Eventually they return to the hospital where Rodrigo works and the operation is performed on Santi. While they wait, Rodrigo expresses to Alejandra and her boyfriend that he still loves her and wishes to remain together for the sake of their son. They both return to his hospital room. His vision is blurry, but eventually resolves to see both of them standing there for him.

== Cast ==
- Mauricio Ochmann as Rodrigo
- Fernanda Castillo as Alejandra
- Emiliano Aramayo as Santi
- Estefania Ahumada as Irma
- Erik Hayser
- Jorge Caballero
- Camila Ibarra

==Reception==
===Box office===
As of 2 September 2018, Ya Veremos has grossed $2.2 million in the United States and Canada, and $10 million in other territories, for a total worldwide gross of $12.2 million.

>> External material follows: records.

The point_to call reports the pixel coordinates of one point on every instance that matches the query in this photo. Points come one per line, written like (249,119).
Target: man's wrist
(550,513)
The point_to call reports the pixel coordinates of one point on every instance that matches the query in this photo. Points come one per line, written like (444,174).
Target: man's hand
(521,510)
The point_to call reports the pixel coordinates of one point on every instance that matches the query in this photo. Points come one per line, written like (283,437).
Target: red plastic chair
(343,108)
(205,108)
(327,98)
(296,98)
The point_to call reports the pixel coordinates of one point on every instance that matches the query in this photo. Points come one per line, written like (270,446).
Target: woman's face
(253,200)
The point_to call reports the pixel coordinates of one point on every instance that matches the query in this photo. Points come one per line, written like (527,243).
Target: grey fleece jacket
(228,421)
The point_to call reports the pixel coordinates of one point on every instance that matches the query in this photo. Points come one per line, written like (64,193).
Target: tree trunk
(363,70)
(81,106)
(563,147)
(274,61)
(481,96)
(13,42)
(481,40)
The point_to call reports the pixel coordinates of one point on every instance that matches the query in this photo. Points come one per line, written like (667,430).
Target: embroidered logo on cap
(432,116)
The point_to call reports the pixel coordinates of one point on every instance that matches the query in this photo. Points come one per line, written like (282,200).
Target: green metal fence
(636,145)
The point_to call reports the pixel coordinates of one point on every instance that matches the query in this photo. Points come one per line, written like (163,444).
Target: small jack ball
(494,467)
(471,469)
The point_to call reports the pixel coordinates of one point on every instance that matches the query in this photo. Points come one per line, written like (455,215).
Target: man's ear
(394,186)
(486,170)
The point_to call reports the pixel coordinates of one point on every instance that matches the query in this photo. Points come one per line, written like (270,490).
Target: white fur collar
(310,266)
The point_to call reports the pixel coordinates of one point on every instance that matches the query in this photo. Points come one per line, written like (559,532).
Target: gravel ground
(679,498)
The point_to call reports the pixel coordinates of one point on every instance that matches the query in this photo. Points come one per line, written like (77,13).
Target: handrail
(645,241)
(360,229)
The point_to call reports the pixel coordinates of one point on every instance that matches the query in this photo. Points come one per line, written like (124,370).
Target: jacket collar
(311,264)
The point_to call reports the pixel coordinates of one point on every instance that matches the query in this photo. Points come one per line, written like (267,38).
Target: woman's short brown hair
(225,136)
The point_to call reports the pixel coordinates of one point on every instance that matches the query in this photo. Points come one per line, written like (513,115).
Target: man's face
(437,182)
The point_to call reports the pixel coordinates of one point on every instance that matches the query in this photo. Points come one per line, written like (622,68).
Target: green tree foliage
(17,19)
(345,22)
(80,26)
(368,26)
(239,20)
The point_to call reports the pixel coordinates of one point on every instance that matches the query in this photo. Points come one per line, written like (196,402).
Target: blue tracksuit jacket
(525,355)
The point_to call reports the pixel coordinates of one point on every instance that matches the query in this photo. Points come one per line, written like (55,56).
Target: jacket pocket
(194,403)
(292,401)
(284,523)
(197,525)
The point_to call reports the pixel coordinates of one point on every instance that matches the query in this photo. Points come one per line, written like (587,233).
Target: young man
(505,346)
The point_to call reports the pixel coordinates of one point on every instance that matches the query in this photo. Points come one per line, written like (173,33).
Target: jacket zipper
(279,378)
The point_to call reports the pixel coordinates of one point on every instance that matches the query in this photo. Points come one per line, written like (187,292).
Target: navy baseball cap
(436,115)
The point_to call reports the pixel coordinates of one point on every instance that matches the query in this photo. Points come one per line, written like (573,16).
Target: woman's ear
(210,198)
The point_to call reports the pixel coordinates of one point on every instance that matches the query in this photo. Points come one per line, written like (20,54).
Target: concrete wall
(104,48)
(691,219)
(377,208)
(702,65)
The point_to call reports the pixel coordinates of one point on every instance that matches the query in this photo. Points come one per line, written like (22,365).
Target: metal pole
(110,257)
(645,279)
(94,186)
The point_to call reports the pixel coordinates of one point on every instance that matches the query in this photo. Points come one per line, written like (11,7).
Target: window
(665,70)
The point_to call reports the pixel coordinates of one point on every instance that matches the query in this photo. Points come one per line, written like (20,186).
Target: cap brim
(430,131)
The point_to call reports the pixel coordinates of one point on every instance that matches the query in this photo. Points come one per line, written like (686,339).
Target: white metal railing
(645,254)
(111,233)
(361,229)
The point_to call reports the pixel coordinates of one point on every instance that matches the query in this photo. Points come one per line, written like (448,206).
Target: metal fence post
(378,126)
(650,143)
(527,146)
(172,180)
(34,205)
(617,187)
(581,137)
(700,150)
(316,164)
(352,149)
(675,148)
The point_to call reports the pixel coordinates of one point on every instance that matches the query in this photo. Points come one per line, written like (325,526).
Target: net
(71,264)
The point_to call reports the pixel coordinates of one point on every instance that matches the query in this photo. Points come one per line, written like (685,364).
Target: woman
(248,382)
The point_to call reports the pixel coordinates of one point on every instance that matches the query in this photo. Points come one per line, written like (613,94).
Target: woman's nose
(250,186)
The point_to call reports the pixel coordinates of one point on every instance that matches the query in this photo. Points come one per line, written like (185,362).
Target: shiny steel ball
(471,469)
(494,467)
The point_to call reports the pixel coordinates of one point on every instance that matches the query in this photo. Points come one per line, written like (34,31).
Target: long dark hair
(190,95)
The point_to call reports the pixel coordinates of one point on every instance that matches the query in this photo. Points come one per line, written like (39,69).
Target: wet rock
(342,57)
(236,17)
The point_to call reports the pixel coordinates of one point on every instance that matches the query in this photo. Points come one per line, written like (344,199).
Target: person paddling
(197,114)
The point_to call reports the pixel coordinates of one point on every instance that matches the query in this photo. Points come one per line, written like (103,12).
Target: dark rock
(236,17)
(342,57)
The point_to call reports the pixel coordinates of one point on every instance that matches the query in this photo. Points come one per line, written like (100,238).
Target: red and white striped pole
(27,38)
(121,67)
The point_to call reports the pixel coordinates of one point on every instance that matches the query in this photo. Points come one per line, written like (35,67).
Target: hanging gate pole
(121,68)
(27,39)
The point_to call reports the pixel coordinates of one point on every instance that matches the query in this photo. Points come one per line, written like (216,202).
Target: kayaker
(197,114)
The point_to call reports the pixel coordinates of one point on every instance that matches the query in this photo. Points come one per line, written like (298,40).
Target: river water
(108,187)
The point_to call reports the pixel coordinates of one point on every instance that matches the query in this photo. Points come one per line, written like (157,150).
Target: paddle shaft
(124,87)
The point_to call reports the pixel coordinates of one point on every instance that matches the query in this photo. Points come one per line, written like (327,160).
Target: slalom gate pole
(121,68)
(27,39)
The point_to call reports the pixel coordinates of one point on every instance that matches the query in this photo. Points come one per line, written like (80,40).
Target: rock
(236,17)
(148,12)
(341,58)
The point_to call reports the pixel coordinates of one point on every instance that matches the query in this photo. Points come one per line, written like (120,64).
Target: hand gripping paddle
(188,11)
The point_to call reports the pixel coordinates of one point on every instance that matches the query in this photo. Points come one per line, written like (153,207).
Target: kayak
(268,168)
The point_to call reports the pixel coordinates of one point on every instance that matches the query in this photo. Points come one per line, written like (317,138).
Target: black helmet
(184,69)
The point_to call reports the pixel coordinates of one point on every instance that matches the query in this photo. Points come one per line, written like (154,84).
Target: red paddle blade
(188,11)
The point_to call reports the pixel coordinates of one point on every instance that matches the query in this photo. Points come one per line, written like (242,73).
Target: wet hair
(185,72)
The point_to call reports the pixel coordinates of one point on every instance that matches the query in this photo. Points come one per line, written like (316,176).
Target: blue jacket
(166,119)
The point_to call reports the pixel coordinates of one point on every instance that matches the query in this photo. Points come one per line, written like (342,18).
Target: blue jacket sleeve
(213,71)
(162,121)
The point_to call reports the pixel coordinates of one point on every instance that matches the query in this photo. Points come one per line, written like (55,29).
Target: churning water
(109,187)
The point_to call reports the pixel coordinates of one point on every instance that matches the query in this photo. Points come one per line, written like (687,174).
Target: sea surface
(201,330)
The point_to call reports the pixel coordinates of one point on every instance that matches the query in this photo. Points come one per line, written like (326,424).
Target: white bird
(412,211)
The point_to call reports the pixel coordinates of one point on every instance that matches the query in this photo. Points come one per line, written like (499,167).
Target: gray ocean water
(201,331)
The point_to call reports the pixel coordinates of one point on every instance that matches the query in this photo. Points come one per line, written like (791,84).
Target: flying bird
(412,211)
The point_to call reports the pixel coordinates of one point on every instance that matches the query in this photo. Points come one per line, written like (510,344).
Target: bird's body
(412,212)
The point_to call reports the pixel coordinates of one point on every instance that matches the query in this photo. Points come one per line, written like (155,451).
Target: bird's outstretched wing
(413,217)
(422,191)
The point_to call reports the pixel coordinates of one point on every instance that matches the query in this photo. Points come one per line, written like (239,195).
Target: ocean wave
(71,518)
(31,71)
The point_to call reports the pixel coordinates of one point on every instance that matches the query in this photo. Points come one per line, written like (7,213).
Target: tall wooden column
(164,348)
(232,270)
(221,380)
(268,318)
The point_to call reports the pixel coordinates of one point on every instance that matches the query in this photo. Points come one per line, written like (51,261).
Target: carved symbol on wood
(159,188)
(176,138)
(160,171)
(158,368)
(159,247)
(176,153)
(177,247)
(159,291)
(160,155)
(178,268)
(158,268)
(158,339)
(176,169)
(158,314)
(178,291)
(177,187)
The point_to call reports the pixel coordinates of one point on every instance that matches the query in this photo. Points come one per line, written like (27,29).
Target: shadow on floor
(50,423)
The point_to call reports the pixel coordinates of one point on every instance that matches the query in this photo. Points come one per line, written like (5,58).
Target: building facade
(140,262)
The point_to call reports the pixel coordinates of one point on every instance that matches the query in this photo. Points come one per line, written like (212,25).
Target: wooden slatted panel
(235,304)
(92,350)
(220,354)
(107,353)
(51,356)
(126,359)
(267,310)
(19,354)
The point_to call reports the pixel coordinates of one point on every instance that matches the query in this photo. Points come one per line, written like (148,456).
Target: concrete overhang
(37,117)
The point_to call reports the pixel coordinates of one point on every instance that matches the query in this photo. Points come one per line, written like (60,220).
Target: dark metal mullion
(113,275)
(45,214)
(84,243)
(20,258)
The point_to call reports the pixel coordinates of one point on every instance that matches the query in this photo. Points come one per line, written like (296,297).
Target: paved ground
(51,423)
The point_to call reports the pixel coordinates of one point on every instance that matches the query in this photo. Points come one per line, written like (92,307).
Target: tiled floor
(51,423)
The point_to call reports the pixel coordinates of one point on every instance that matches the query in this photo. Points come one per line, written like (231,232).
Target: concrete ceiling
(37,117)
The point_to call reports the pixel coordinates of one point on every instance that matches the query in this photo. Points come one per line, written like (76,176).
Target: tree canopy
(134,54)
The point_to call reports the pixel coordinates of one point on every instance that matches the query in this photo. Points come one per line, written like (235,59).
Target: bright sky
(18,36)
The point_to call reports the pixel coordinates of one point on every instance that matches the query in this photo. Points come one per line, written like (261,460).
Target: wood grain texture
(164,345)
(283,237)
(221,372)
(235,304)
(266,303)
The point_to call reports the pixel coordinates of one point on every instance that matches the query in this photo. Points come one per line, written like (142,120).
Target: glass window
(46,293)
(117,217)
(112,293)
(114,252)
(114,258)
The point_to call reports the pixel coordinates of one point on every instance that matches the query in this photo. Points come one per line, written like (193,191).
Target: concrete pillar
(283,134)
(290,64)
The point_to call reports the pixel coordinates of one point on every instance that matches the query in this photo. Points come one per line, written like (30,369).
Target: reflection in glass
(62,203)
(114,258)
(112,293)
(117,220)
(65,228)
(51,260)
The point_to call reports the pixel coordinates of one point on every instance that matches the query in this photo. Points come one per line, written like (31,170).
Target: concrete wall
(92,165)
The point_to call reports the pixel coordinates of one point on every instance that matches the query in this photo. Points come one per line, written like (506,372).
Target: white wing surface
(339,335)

The film was released in Mexico on 2 August 2018, and finished at the top of the box office, reaching a first four-day weekend gross of 73 million Mexican Pesos ($3.3 million), the second-best all-time opening weekend for a Mexican film after Instructions Not Included.

In its opening weekend in the US the film made $1.8 million in its opening weekend (including $2.2 million over the four-day Labor Day weekend) from 369 theaters.

===Critical response===
The film received lukewarm reception by critics. On review aggregator Rotten Tomatoes, the film holds an approval rating of 0% based on reviews with an average rating of . On Metacritic, the film has a weighted average score of 25 out of 100, based on 4 critics, indicating "generally unfavorable reviews".

Writing for The Hollywood Reporter, Frank Scheck criticized the "juvenile humor and ersatz emotion" and wrote, "The film might have proved tolerable, barely, if the two adult leads had any spark of chemistry, but such is not the case. Ochmann attempts to bring boyish charm to his performance but merely comes across as immature, while Castillo goes overboard in the other direction with her stiffness. We never come to care whether their characters get back together, which is the kiss of death in a romantic comedy."